Il est dans la province du Menz, à trois mille mètres d’altitude sous les tropiques, il se croit seul, il voit des enfants venir à lui, quémander « a pen, father », on le prenait peut-être pour un patriarche ; il voit une fille qui quémande de l’amour, mais il ne le comprend pas, et pourtant « elle souriait… elle avait la farouche bravoure de la vie », elle était glaneuse, et le faux patriarche ne le savait pas ; elle l’avait ému et elle était partie. Michon se rappelle aussi (Michon se rappelle sans cesse dans ses livres) les paysans et journaliers de sa commune, qui travaillent comme des forçats, mais qui, à la fin du jour, quand la machine mourait, et qu’ils se jetaient sur le vin, riaient, serraient de près les femmes, et « banquetaient à grands éclats autour de longues tables dans les granges et les cours, tard dans la nuit ». Il se rappelle aussi cette autre femme, et son amant, qu’il avait suivis derrière la grange, devinant sans doute ce qui allait se passer ; une femme allait gémir, et il allait l’entendre, ce bruit du monde, la voir peut-être.

Michon se rappelle aussi « le réflexe de Charlottesville », celui de Faulkner, celui de sortir, dans une occasion où on est mal à l’aise, ainsi devant le discours à prononcer, « sa fiole de bourbon et d’en boire un coup ». Cela lui réussit, une fois; il a lu le Booz endormi, ses « quatre-vingt-huit vers à réveiller un mort ».

Mais il rappelle aussi cette autre fois, où, à la quadruple stèles de François Mitterrand (sa grande bibliothèque), il lut encore une fois le poème de l’homme endormi, Hugo, et, le livre refermé, il sut que le fil était cassé, que le vers était vaincu, et qu’il était un homme libre.

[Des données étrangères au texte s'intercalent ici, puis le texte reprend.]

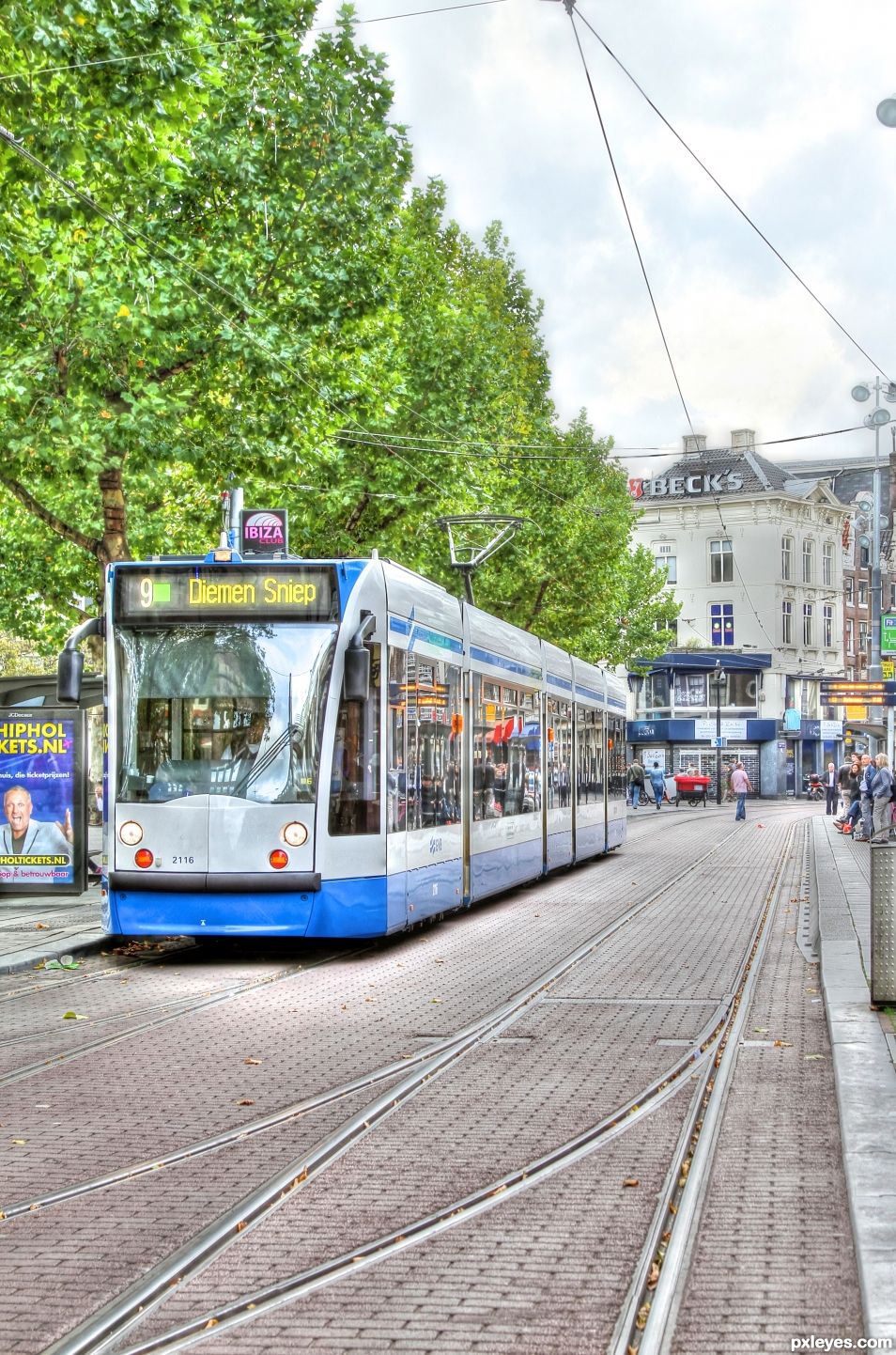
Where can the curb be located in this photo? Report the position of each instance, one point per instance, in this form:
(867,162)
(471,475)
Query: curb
(82,943)
(865,1082)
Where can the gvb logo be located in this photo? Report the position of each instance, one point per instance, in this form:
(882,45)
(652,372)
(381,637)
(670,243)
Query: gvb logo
(264,531)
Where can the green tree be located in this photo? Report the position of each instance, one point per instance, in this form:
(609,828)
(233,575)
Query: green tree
(256,187)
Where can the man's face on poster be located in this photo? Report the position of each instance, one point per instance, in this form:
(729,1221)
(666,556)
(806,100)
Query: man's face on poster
(17,806)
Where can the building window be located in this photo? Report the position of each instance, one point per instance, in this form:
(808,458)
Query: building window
(827,563)
(721,622)
(720,563)
(809,561)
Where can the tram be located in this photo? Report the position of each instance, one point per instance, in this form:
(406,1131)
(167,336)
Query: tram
(334,748)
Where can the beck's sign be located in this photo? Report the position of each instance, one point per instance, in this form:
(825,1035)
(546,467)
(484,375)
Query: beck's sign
(665,487)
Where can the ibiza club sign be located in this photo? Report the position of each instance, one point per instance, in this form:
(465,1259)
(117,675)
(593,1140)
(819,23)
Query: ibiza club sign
(666,487)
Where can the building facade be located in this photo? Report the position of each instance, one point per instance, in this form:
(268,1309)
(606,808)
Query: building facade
(755,558)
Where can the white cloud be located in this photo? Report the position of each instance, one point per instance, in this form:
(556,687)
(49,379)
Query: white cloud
(777,99)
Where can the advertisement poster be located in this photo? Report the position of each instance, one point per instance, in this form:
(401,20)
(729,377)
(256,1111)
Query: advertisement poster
(42,827)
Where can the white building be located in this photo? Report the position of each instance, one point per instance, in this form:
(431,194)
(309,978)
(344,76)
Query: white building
(755,560)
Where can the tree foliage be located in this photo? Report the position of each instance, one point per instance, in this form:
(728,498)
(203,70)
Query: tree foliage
(212,269)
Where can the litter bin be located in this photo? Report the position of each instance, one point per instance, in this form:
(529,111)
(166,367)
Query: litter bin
(883,923)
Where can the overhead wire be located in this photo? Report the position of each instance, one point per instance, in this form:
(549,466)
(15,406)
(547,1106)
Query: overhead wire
(734,204)
(571,11)
(239,40)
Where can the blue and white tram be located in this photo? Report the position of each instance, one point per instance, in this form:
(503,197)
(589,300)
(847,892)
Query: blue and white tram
(336,748)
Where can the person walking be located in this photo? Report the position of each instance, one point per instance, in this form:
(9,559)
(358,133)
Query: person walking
(881,787)
(865,800)
(831,788)
(852,796)
(637,782)
(740,787)
(658,782)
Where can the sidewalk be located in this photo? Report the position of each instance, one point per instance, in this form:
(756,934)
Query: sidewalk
(864,1068)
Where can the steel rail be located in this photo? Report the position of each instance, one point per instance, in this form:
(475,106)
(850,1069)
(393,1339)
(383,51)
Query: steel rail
(708,1053)
(111,1321)
(646,1321)
(298,1109)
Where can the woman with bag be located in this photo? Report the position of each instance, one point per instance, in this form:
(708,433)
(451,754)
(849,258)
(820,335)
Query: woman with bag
(881,787)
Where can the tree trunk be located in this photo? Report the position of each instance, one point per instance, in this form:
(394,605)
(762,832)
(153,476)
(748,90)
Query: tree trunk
(113,545)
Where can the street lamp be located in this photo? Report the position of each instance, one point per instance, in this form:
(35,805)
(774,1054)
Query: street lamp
(718,679)
(876,420)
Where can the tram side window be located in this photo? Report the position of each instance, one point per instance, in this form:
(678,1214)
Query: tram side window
(355,781)
(506,775)
(589,767)
(559,754)
(433,741)
(396,763)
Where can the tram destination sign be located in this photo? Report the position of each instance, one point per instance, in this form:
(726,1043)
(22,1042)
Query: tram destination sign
(206,592)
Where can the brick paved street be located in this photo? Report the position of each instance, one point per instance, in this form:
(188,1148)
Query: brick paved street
(181,1046)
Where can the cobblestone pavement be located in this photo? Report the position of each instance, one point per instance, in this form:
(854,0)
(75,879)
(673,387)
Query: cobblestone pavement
(177,1048)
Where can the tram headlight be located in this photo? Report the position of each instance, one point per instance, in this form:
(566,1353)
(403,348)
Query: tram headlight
(295,834)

Liberté qu’il choisit de célébrer, en pochardant jusqu’au soir dans un quelconque Hippopotamus. Cela se termine mal, lorsque sa main s’abatant « classiquement et péremptoirement sur la jupe de la barmaid », il se retrouve jeté sur le sol par l’homme du bar et ses acolytes qui, eux, avaient envie de « casser du père » ; Michon reste là, le ciel au-dessus de sa tête, endormi, comme Booz, près du vieil homme, aussi endormi, et avec qui il a partie liée.